AI chatbots are threatening your favorite search engine
AI could be mounting a threat to Google’s hegemony over search: Google’s management team late last year declared a code red for the company in response to the public unveiling of ChatGPT, signaling the approach of potentially serious competition to the search engine’s core business. The new technology represents a risk so substantial that current management at Google called in the company’s founders, Larry Page and Sergey Brin, for ideas on how to maneuver the looming threat of generative AI.
Traditional search engines could become obsolete in the near future: The introduction of ChatGPT, Open AI’s generative AI-based software that can churn out essays, poems, code and thoughtful responses to questions rather than links to potential answers in the way a basic search engine like Google does, could potentially wipe out many users’ reliance on traditional search engines for basic, straightforward information. Already, a third of white-collar employees in different industries — including banking, tech, and marketing — have tried using AI-based platforms and tools at work.
Google has typically been hesitant to roll out chatbots in the past, probably for good reason: Google parent Alphabet launched Bard, its AI chatbot response to ChatGPT, last month — but Bard made a factual error in Alphabet’s presentation, causing investors to worry that Alphabet is losing ground to Microsoft in the AI race. The botched launch came after Google was previously reluctant to come out with an AI-powered chatbot due to copyright, privacy, antitrust issues it finds central to the technology in its current form. According to a recording obtained by the NYT, Chatbots’ history of delivering racist and sexist responses are also to blame.
This wasn’t Google’s first go at AI: Google’s LaMDA — or Language Model for Dialogue Applications — made headlines last year after a company engineer falsely claimed the chatbot had achieved sentience. The company is also planning to release some 20 new products including a chatbot-equipped version of its classic search engine at some point this year, the NYT reports, citing a private Google presentation it viewed.

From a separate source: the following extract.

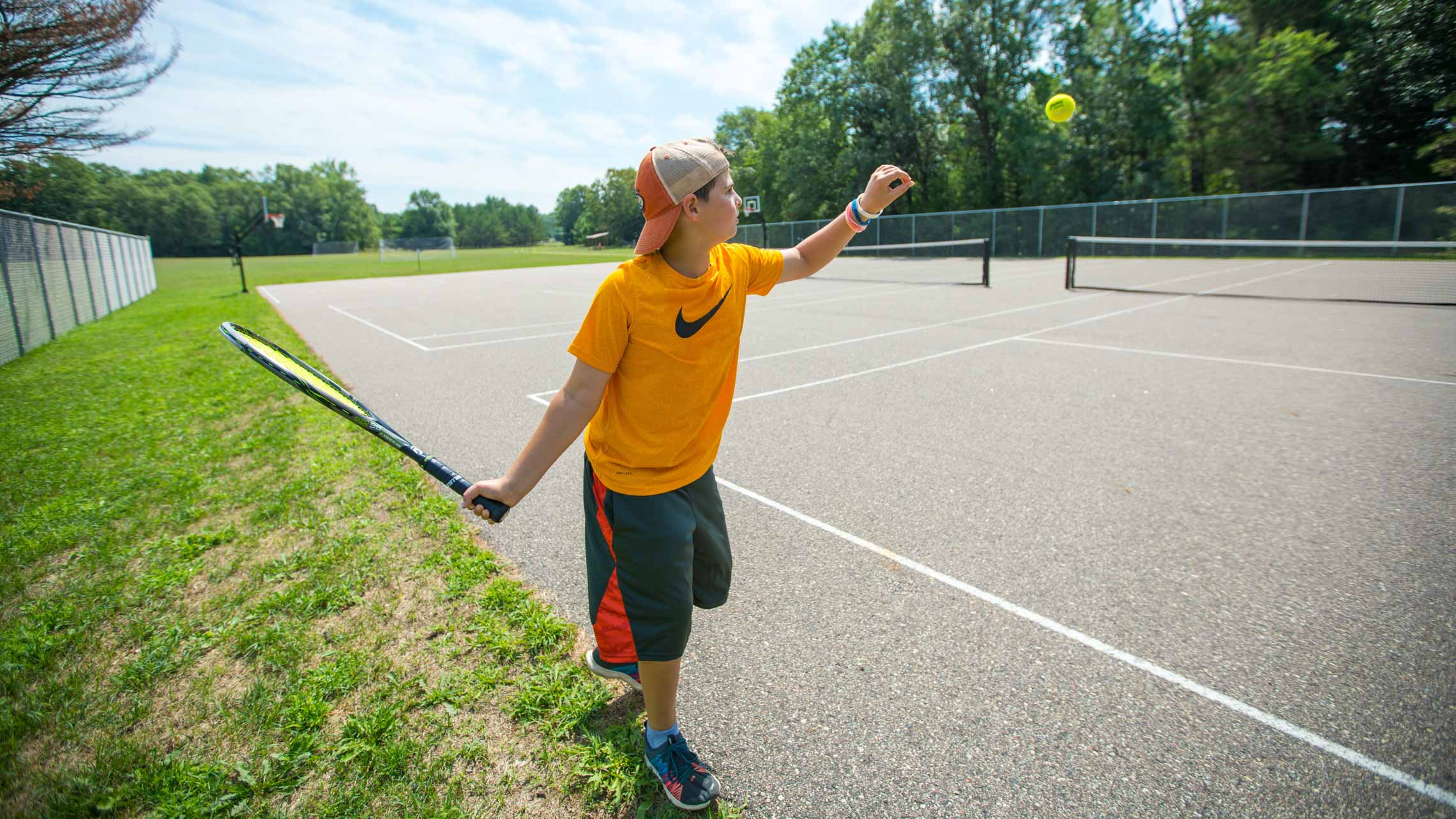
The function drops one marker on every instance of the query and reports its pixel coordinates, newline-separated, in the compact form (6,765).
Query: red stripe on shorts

AI-driven search is bad for business: One of the biggest challenges traditional search engines are facing with the rise of these generative AI systems is the question of monetization, specifically how to run the digital ads that are central to their business model. Ads comprised some 80% of revenue for the company in 2021. Having chatbots come up with responses in sentence form makes it less likely that users will click on a sponsored link or come across a digital advertisement.
But it doesn’t necessarily seal Google’s fate: Even with the popularity of generative AI systems likely to continue growing over the coming years, it's not yet clear that they’ll completely replace traditional search engines. One of the reasons is because systems like ChatGPT and Neeva are subject to inaccuracy and bias. Another defining feature that makes search engines useful amid generative AI popularity is that they offer user direct access to sources. “Solutions like ChatGPT, they offer you an answer, Google is offering you results. So, if you get results, you can choose — you can read more than one opinion,” CEO of AI-search engine Nuclia tells TechMonitor.
Microsoft has been going big on AI: Microsoft said in January that it would be making a multi-bn USD investment in OpenAI, which sources close to the agreement estimate could be worth some USD 10 bn. The announcement comes after Microsoft in 2019 said it would invest USD 1 bn in OpenAI to develop an AI-backed version of Microsoft's Azure cloud computing service and as it aims to step up its competition against Google and Apple in “the next major wave of computing,” Microsoft CEO Satya Nadella last week said. Company executives are reportedly aiming to incorporate generative AI technologies into many of its products like Microsoft Office and bringing an AI-powered Bing to the public.
And they’re not the only ones: Investors over the past two years have been pouring money into generative AI systems and trying to capitalize on the hype generated around these kinds of technologies. VC investment into this kind of tech has grown 496% between 2020 and 2022 to reach USD 1.37 bn according to PitchBook.